You definitely can't say that. Borel subsets can be much more complicated than intersections of open sets.

The Borel $\displaystyle \sigma$-algebra is defined as the smallest $\displaystyle \sigma$-algebra containing the open subsets. That's the only property we can use to prove that a set is in the Borel $\displaystyle \sigma$-algebra. Hence the proof can't be direct. We know that $\displaystyle f^{-1}(O)\in\mathcal{B}$ for any open subset $\displaystyle O$ (because $\displaystyle f^{-1}(O)$ is open, too). And we want to generalize this to any borelian subset instead of just open subsets.

The proof goes this way: let

$\displaystyle \mathcal{C}=\{B\in\mathcal{B}|f^{-1}(B)\in\mathcal{B}\}$.

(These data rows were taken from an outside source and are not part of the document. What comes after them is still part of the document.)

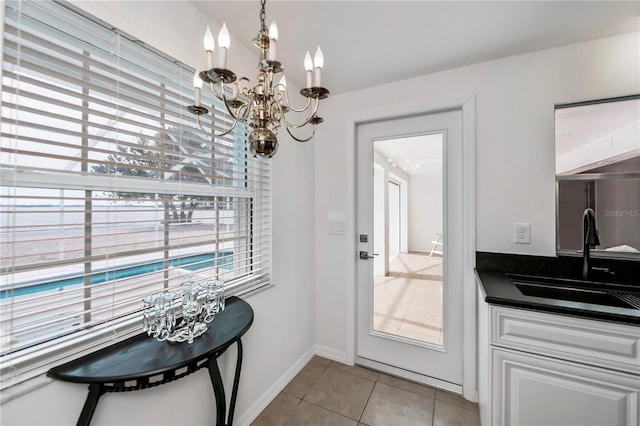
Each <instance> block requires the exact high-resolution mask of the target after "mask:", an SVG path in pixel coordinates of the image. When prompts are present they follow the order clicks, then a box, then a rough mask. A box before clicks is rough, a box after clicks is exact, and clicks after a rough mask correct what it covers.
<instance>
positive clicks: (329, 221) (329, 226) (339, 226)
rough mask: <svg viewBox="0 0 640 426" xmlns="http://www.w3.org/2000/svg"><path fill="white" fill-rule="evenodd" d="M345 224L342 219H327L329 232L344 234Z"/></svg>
mask: <svg viewBox="0 0 640 426" xmlns="http://www.w3.org/2000/svg"><path fill="white" fill-rule="evenodd" d="M346 228H347V224H346V222H345V221H344V220H330V221H329V234H334V235H345V234H346V233H347V231H346Z"/></svg>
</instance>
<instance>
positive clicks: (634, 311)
mask: <svg viewBox="0 0 640 426" xmlns="http://www.w3.org/2000/svg"><path fill="white" fill-rule="evenodd" d="M576 265H578V266H576ZM579 265H580V262H578V263H577V264H576V261H575V259H558V258H551V257H541V256H524V255H511V254H499V253H484V252H478V253H477V254H476V273H477V276H478V278H479V281H480V283H481V285H482V288H483V289H484V292H485V294H486V297H485V301H486V302H487V303H490V304H493V305H501V306H509V307H516V308H524V309H529V310H537V311H544V312H551V313H557V314H563V315H570V316H577V317H584V318H592V319H600V320H606V321H613V322H620V323H626V324H640V309H633V308H625V307H621V306H606V305H602V304H597V303H584V302H575V301H569V300H560V299H554V298H551V297H546V295H545V297H537V296H532V295H525V294H523V293H522V292H521V291H520V290H519V289H518V287H517V286H516V283H515V282H514V281H516V282H517V281H519V280H518V279H512V278H511V276H510V274H524V275H525V277H520V278H525V281H526V275H533V276H542V277H559V278H564V279H567V280H570V279H576V278H577V277H576V274H575V273H574V271H575V270H579ZM606 266H611V268H613V269H611V270H612V271H615V272H616V274H615V277H616V279H615V280H613V281H614V282H615V283H614V284H609V282H610V281H612V280H606V283H605V281H604V279H606V277H605V278H604V279H603V280H602V282H601V283H600V284H602V287H607V289H608V288H611V289H613V290H620V289H627V290H630V291H632V292H634V293H635V292H638V293H640V273H639V272H640V271H639V269H640V262H629V264H627V263H616V262H614V264H607V265H606ZM601 267H605V266H604V265H601ZM621 277H622V278H621ZM515 278H518V276H517V275H516V276H515ZM627 278H628V279H627ZM520 281H521V280H520ZM542 289H544V287H542Z"/></svg>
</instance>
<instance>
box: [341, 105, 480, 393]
mask: <svg viewBox="0 0 640 426" xmlns="http://www.w3.org/2000/svg"><path fill="white" fill-rule="evenodd" d="M452 109H453V110H460V111H461V112H462V161H463V164H462V167H463V177H462V184H463V199H462V215H463V247H462V252H463V254H462V256H463V259H462V263H463V265H464V267H463V273H462V276H463V282H462V297H463V300H462V306H463V312H462V314H463V321H462V369H463V371H462V395H463V397H464V398H465V399H468V400H470V401H477V400H478V397H477V394H478V392H477V379H476V376H477V360H476V340H477V333H476V317H477V315H476V292H475V288H476V284H475V282H476V280H475V271H474V269H475V256H476V214H475V212H476V197H475V138H476V135H475V95H474V94H472V95H468V96H463V97H457V98H449V99H444V100H440V101H433V102H428V103H419V104H413V105H406V106H402V107H398V106H390V107H389V108H387V109H384V110H380V109H378V110H371V111H361V112H360V113H359V114H358V115H356V116H354V117H350V119H349V120H348V122H349V125H350V130H351V132H350V136H351V148H352V153H351V154H352V160H353V164H352V184H353V194H354V198H353V203H354V205H353V207H354V208H353V209H352V217H351V220H352V223H354V224H356V223H357V209H356V208H355V204H356V199H355V195H356V194H357V179H355V175H356V171H357V167H356V166H357V164H356V161H357V140H356V137H357V126H358V125H360V124H366V123H369V122H375V121H381V120H388V119H399V118H403V117H408V116H414V115H424V114H433V113H437V112H441V111H446V110H452ZM356 228H357V227H355V226H354V229H356ZM356 242H357V235H355V234H354V235H352V239H351V241H350V243H349V245H350V246H351V249H352V250H351V253H353V257H352V259H353V260H352V263H351V271H352V281H351V282H352V285H350V286H347V287H348V288H347V294H346V298H347V303H348V306H351V309H350V310H349V312H348V313H347V315H348V318H347V321H348V324H349V327H348V335H347V339H348V342H347V354H346V355H347V362H349V363H350V364H352V365H353V364H354V363H355V360H356V356H357V354H356V327H357V298H356V291H357V282H358V277H357V262H358V260H357V259H358V258H357V256H356V251H357V243H356Z"/></svg>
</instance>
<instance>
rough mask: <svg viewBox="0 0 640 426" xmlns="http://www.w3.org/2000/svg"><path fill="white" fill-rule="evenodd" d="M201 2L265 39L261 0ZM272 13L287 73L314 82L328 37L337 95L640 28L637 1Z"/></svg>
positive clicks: (298, 80)
mask: <svg viewBox="0 0 640 426" xmlns="http://www.w3.org/2000/svg"><path fill="white" fill-rule="evenodd" d="M191 3H193V4H194V5H195V6H196V7H197V8H199V9H200V10H201V11H202V12H203V13H205V14H206V15H207V16H209V17H210V19H211V21H212V22H216V23H218V25H221V23H222V22H223V21H224V22H226V24H227V26H228V28H229V31H230V32H231V34H232V35H233V36H234V37H235V38H236V40H238V41H240V42H242V43H243V44H245V45H246V46H247V47H248V48H249V49H255V47H254V46H253V44H252V40H253V38H254V37H255V35H256V34H257V33H258V30H259V27H260V21H259V11H260V2H259V1H257V0H252V1H241V0H236V1H217V0H211V1H202V0H191ZM266 14H267V19H266V24H267V26H268V25H269V24H270V23H271V21H272V20H275V21H276V22H277V24H278V28H279V33H280V38H279V41H278V59H279V60H280V61H281V62H282V63H283V65H284V67H285V70H286V75H287V80H289V81H292V82H295V83H296V85H298V86H299V87H304V84H305V81H304V67H303V59H304V54H305V52H306V51H307V50H309V51H310V53H311V55H312V56H313V54H314V52H315V48H316V46H317V45H320V47H321V48H322V51H323V53H324V58H325V68H324V70H323V85H324V86H326V87H327V88H328V89H329V90H330V91H331V93H332V94H334V95H335V94H338V93H343V92H347V91H352V90H357V89H362V88H366V87H371V86H375V85H379V84H384V83H388V82H392V81H396V80H400V79H406V78H411V77H416V76H420V75H424V74H428V73H432V72H436V71H442V70H446V69H451V68H455V67H459V66H464V65H469V64H472V63H477V62H482V61H486V60H491V59H496V58H500V57H505V56H511V55H515V54H520V53H525V52H531V51H535V50H540V49H546V48H550V47H556V46H561V45H564V44H570V43H576V42H580V41H586V40H591V39H595V38H601V37H607V36H612V35H617V34H623V33H628V32H632V31H638V30H639V28H640V2H637V1H328V0H327V1H307V0H298V1H282V0H269V1H267V4H266ZM203 34H204V28H203ZM232 49H233V46H231V50H232ZM256 53H257V51H256ZM256 63H257V60H256ZM248 77H254V76H248Z"/></svg>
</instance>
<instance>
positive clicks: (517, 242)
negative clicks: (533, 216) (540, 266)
mask: <svg viewBox="0 0 640 426" xmlns="http://www.w3.org/2000/svg"><path fill="white" fill-rule="evenodd" d="M513 242H514V243H516V244H531V224H530V223H514V224H513Z"/></svg>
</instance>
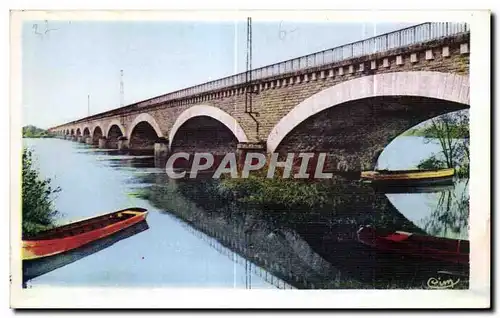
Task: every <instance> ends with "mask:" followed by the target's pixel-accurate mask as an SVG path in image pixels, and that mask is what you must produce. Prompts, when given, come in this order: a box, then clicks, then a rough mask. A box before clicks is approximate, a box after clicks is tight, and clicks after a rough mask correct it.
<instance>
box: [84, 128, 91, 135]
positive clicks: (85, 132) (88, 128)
mask: <svg viewBox="0 0 500 318" xmlns="http://www.w3.org/2000/svg"><path fill="white" fill-rule="evenodd" d="M83 136H84V137H90V129H89V127H88V126H86V127H84V128H83Z"/></svg>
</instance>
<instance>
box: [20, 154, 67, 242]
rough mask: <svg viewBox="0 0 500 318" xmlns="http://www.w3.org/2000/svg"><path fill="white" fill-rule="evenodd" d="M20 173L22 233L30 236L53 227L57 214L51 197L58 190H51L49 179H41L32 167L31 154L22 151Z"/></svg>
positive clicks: (56, 211)
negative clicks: (22, 202) (38, 232)
mask: <svg viewBox="0 0 500 318" xmlns="http://www.w3.org/2000/svg"><path fill="white" fill-rule="evenodd" d="M22 169H23V171H22V177H23V180H22V199H23V207H22V233H23V237H26V236H31V235H34V234H36V233H37V232H39V231H43V230H46V229H48V228H50V227H52V226H53V225H54V221H55V217H56V216H57V215H58V212H57V211H56V210H55V209H54V207H53V204H52V198H51V197H52V195H53V194H55V193H57V192H59V191H60V188H56V189H54V188H52V187H51V186H50V179H42V178H41V177H40V175H39V173H38V170H36V169H35V168H34V167H33V154H32V152H31V150H29V149H26V148H25V149H23V168H22Z"/></svg>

Then $\displaystyle \mathcal{C}$ is a subset of $\displaystyle \mathcal{B}$, it contains the open subsets, and it is easy (but you really should write it down) to prove that $\displaystyle \mathcal{C}$ is a $\displaystyle \sigma$-algebra. Therefore, by definition of the borelian $\displaystyle \sigma$-algebra, $\displaystyle \mathcal{B}\subset\mathcal{C}$, hence $\displaystyle \mathcal{C}=\mathcal{B}$. This is exactly what we needed: for any $\displaystyle B\in\mathcal{B}$, $\displaystyle f^{-1}(B)\in\mathcal{B}$.